Dreamland tells the tale of America's opiate epidemic in a way that feels as though you are hearing it firsthand; it weaves the stories of addicts and activists alike into a novel that is enticing and shocking. Quinones writes a novel that shows the behind the scenes of an epidemic that hits close to the heart of many Americans, yet he tells it in a way that takes you on an adventure rather than a report.
I think the cover is really creative and perfectly ties to the title-showing America as a swimming pool connects perfectly to the novel's emphasis that the opiate epidemic is so close that it shows up even at your neighborhood pool. I feel like the novel could've better emphasized the meaning behind Dreamland, but the beginning ties to the end well as it talks about Portsmouth coming back to life.

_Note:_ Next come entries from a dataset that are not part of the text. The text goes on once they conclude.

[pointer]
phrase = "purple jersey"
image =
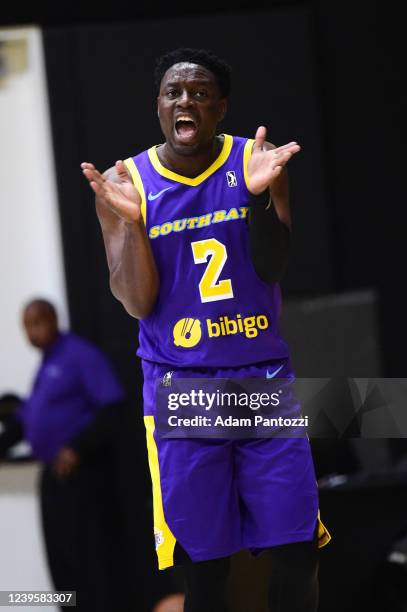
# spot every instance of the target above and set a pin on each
(212, 309)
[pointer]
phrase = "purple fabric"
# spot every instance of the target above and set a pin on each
(220, 496)
(180, 277)
(73, 382)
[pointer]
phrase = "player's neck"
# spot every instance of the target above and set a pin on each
(190, 165)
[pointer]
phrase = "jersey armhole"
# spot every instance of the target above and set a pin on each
(138, 183)
(246, 156)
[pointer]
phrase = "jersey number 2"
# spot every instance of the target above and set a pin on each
(209, 288)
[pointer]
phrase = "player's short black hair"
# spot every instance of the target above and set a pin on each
(219, 68)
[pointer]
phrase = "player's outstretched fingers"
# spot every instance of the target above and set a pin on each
(260, 138)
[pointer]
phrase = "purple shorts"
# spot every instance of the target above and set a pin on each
(213, 498)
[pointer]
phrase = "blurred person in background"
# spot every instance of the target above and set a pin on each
(68, 419)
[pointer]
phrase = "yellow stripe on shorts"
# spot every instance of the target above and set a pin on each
(164, 539)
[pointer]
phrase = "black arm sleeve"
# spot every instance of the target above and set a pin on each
(12, 434)
(270, 241)
(97, 434)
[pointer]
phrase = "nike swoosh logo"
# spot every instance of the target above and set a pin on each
(154, 196)
(273, 374)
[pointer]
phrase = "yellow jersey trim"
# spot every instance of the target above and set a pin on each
(248, 148)
(165, 540)
(138, 183)
(219, 161)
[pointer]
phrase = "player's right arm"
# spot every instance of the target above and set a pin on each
(134, 278)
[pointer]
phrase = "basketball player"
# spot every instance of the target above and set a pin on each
(175, 226)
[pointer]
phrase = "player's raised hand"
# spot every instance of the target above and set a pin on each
(116, 192)
(265, 163)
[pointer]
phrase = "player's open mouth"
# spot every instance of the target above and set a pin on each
(185, 127)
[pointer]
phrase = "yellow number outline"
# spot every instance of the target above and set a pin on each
(209, 288)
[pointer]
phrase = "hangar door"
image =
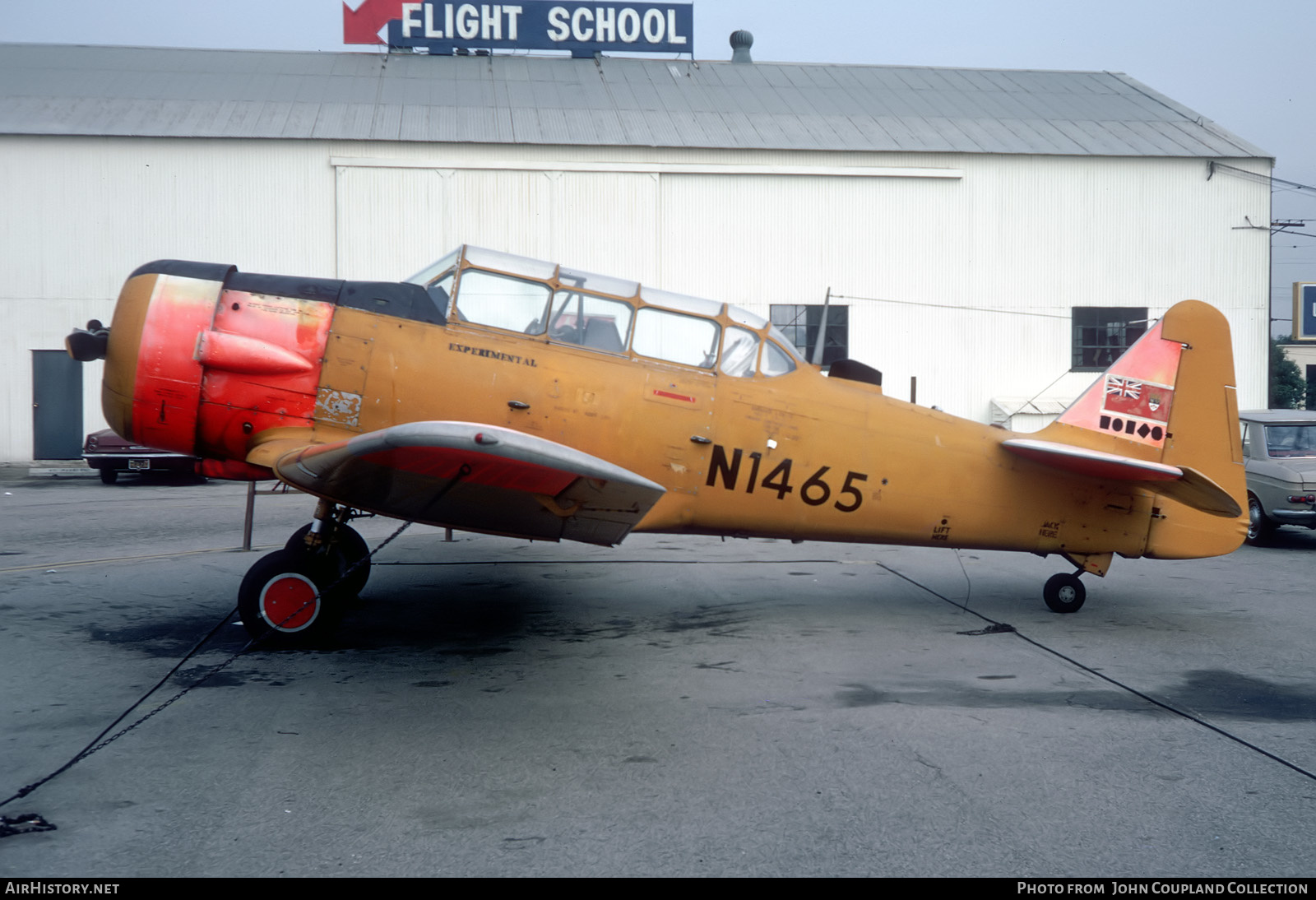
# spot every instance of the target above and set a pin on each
(57, 416)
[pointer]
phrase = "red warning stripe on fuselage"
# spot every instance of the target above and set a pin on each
(486, 469)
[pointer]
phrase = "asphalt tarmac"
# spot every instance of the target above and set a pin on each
(669, 707)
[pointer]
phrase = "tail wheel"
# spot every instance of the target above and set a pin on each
(1258, 527)
(283, 599)
(1063, 592)
(346, 548)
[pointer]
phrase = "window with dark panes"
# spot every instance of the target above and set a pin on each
(1103, 333)
(802, 322)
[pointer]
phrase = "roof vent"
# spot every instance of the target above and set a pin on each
(741, 42)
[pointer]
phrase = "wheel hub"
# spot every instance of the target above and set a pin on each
(290, 603)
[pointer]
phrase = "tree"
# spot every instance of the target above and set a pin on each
(1287, 386)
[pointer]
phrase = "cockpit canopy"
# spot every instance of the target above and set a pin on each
(602, 313)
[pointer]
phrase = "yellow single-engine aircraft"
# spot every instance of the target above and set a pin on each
(511, 397)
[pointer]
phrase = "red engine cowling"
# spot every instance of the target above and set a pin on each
(197, 368)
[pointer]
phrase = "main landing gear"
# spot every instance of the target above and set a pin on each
(298, 595)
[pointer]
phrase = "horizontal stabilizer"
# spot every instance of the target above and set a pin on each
(1188, 485)
(478, 478)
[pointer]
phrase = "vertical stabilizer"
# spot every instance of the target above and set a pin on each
(1171, 399)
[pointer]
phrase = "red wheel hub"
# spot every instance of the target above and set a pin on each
(289, 603)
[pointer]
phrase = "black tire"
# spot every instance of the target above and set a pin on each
(283, 601)
(1260, 528)
(1063, 592)
(346, 548)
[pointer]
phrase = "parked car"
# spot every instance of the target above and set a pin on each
(111, 454)
(1280, 456)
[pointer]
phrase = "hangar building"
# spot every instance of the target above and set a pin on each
(995, 234)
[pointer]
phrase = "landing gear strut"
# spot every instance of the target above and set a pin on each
(296, 595)
(1063, 592)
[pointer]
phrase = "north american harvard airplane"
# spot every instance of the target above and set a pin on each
(520, 397)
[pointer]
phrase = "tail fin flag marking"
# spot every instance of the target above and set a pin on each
(1132, 401)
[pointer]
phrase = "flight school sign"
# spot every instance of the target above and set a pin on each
(583, 28)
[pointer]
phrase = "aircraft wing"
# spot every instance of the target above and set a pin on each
(478, 478)
(1182, 483)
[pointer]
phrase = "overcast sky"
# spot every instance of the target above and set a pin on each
(1250, 67)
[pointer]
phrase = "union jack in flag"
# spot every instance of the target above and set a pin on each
(1123, 387)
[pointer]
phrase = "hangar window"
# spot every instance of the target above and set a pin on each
(1103, 333)
(502, 302)
(596, 322)
(802, 322)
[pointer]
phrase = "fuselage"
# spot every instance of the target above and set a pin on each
(767, 448)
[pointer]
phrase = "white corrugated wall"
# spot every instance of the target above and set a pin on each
(1036, 234)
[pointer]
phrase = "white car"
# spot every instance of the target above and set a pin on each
(1280, 456)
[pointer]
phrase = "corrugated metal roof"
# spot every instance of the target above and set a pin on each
(614, 101)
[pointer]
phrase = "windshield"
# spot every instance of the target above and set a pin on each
(1291, 440)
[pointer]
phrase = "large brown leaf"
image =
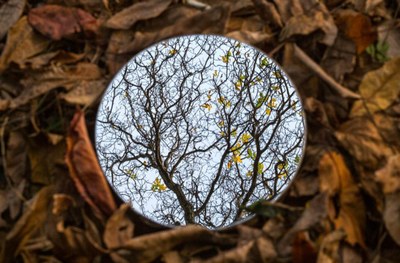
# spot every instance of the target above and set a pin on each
(378, 89)
(57, 22)
(22, 43)
(85, 169)
(138, 11)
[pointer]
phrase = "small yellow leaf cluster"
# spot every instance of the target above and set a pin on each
(224, 101)
(158, 186)
(207, 106)
(246, 137)
(272, 103)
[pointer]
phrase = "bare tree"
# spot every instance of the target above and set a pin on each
(195, 128)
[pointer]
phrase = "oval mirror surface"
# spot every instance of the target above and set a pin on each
(195, 128)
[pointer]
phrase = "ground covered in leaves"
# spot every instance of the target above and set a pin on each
(57, 57)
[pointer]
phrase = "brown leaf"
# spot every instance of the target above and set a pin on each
(303, 248)
(10, 11)
(136, 12)
(149, 247)
(42, 81)
(85, 169)
(316, 18)
(340, 58)
(329, 248)
(57, 22)
(86, 93)
(379, 89)
(22, 43)
(314, 215)
(268, 12)
(336, 180)
(17, 158)
(211, 21)
(389, 175)
(33, 218)
(44, 158)
(391, 215)
(358, 28)
(119, 228)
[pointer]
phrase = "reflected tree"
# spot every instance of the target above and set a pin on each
(194, 129)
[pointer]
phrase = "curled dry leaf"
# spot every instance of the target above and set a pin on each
(32, 219)
(389, 177)
(85, 169)
(10, 11)
(316, 18)
(337, 181)
(119, 228)
(378, 89)
(138, 11)
(268, 12)
(78, 76)
(149, 247)
(362, 137)
(211, 21)
(57, 22)
(22, 43)
(358, 28)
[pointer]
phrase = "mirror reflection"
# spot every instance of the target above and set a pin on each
(195, 128)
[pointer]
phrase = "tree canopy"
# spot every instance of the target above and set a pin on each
(195, 128)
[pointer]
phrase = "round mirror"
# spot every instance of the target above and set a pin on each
(195, 128)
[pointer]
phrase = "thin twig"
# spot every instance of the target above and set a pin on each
(343, 91)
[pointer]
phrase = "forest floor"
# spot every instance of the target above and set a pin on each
(57, 57)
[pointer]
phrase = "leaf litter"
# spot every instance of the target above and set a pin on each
(55, 203)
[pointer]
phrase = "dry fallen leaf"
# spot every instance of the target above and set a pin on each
(305, 23)
(22, 43)
(85, 169)
(33, 218)
(337, 181)
(358, 28)
(10, 11)
(56, 21)
(378, 89)
(389, 177)
(136, 12)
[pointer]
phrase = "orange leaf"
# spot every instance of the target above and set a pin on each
(85, 170)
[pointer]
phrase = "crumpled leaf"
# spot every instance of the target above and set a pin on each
(149, 247)
(22, 43)
(10, 11)
(305, 23)
(43, 81)
(379, 89)
(340, 58)
(136, 12)
(85, 169)
(17, 158)
(119, 228)
(57, 22)
(211, 21)
(336, 181)
(364, 141)
(358, 28)
(268, 12)
(28, 223)
(389, 177)
(86, 93)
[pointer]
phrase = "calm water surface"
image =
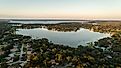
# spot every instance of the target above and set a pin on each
(73, 39)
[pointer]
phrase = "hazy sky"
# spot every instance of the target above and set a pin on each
(61, 9)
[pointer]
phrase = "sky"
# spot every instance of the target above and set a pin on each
(79, 9)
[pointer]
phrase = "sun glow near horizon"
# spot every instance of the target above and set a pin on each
(86, 9)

I think the simplicity of the cover is really reflective of the novel because it is written in simple language with blunt facts and interviews.
The most compelling aspect of the book is the fact that Quinones tells the story through facts and interviews rather than his own opinion or through the lens of someone not involved in the epidemic personally. He really lets the stories and words of addicts craft the novel, and that makes it so enticing because you get to hear it straight from the source. I love that the novel talks about the Xalisco boys because that's a side of the opiate epidemic that many are unfamiliar with, but it is necessary to have insight into them as they play a significant role in this tragedy.
I was only disappointed that the novel felt a little discombobulated as it hopped back and forth between the rise in black tar heroin and the rise in opiates; it felt confusing at times. That being said, I think that the crisscrossed nature is how things really were during the height of this epidemic-very winding and un-uniform.